A Tunísia está atrasada nos seus próprios objetivos de implantação de energias renováveis. Os programas de investimento do governo não conseguiram atingir os objetivos nacionais, como a produção de 30% da eletricidade a partir de fontes de energia renováveis até 2030.

O critério do preço continua a ser um dos principais determinantes para a entrada no mercado europeu. Os países produtores são, portanto, forçados a competir e a restringir os seus preços de produção, com repercussões nas condições de fabrico do H2V e recordando curiosamente os projetos ENR implementados no Magrebe no passado.

Com uma capacidade instalada de 560 MW, o projeto emblemático do plano solar marroquino – o complexo solar termodinâmico Noor Ouarzazate – está em serviço desde 2018. Destinado essencialmente à exportação, através do envio de energia através da interligação com Espanha, esta central foi também financiado em grande parte pelo Banco Alemão de Desenvolvimento.

No entanto, o complexo não é hoje rentável devido a um preço de produção demasiado elevado (cerca do dobro do ritmo a que o MWh é comercializado no país) e a um volume de exportação demasiado baixo. Mobilizando cerca de 2,4 mil milhões de euros de investimento, este complexo agravou a dívida externa do país.

Quanto aos benefícios locais, as empresas marroquinas estão presas a tarefas de baixo valor acrescentado, como terraplenagem, soldadura, transporte ou segurança.
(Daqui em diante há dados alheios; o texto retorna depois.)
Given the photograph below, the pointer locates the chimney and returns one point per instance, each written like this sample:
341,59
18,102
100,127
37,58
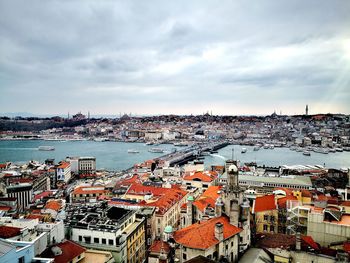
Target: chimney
219,231
298,241
218,207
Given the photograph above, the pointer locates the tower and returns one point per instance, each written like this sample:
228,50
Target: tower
236,208
233,194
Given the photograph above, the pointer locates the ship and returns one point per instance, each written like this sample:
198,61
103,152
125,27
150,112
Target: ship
46,148
133,151
156,150
307,153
Esta situação resulta numa reduzida criação de empregos sustentáveis, exigindo menos de 200 pessoas, na sua maioria não qualificadas, para gerir um complexo que se estende por 3.500 hectares.

Para oferecer o H2V mais competitivo possível, a «oferta Marrocos» disponibiliza aos investidores 10.000 km2 de terrenos localizados nas regiões com maior potencial de produção. Fortemente ventosos e ensolarados, também ficam próximos das zonas costeiras para dessalinizar a água necessária à eletrólise.

De acordo com estimativas apresentadas num relatório do Conselho Económico e Social marroquino, as áreas com elevado potencial renovável estão estimadas entre 18.000 e 20.000 km². De acordo com suas próprias projeções, o país precisa de um terço destas terras para satisfazer as suas necessidades energéticas e, portanto, coloca quase 50% deste potencial de terras com elevado rendimento em energias renováveis no mercado internacional de hidrogénio. É o que basta para suscitar muitas questões relacionadas com conflitos de uso.

Na verdade, a produção de H2V requer enormes quantidades de água – aproximadamente 9.000 litros para produzir uma tonelada –, e o ouro azul não é seguidamente reutilizável para outros usos. Seja em Marrocos ou na Tunísia, a água deveria certamente provir da dessalinização, mas a prioridade dada a um produto de exportação em países que sofrem de stress hídrico suscita inúmeras críticas: a Tunísia, que sofre de escassez de água, consumirá grandes quantidades, equivalentes ao consumo de mais de 400.000 cidadãos tunisinos para produzir eletricidade.

Com as novas necessidades de H2V, encontramo-nos numa modificação das necessidades de desenvolvimento e da transição energética, em benefício particular da Europa. Ao mesmo tempo que oferecem recursos aos investidores, como terra, água, sol e vento, Tunísia e Marrocos alimentam os seus próprios conflitos de utilização.

Numa lógica competitiva pelo preço do H2V, e na ausência de quadros regulamentares transfronteiriços, a UE negocia bilateralmente com cada um dos países da sua vizinhança, gerando de facto concorrência entre eles.

As promessas de uma molécula milagrosa que promete benefícios vantajosos para ambas as margens do Mediterrâneo podem afinal ser uma armadilha de hidrogénio para a Tunísia ou Marrocos.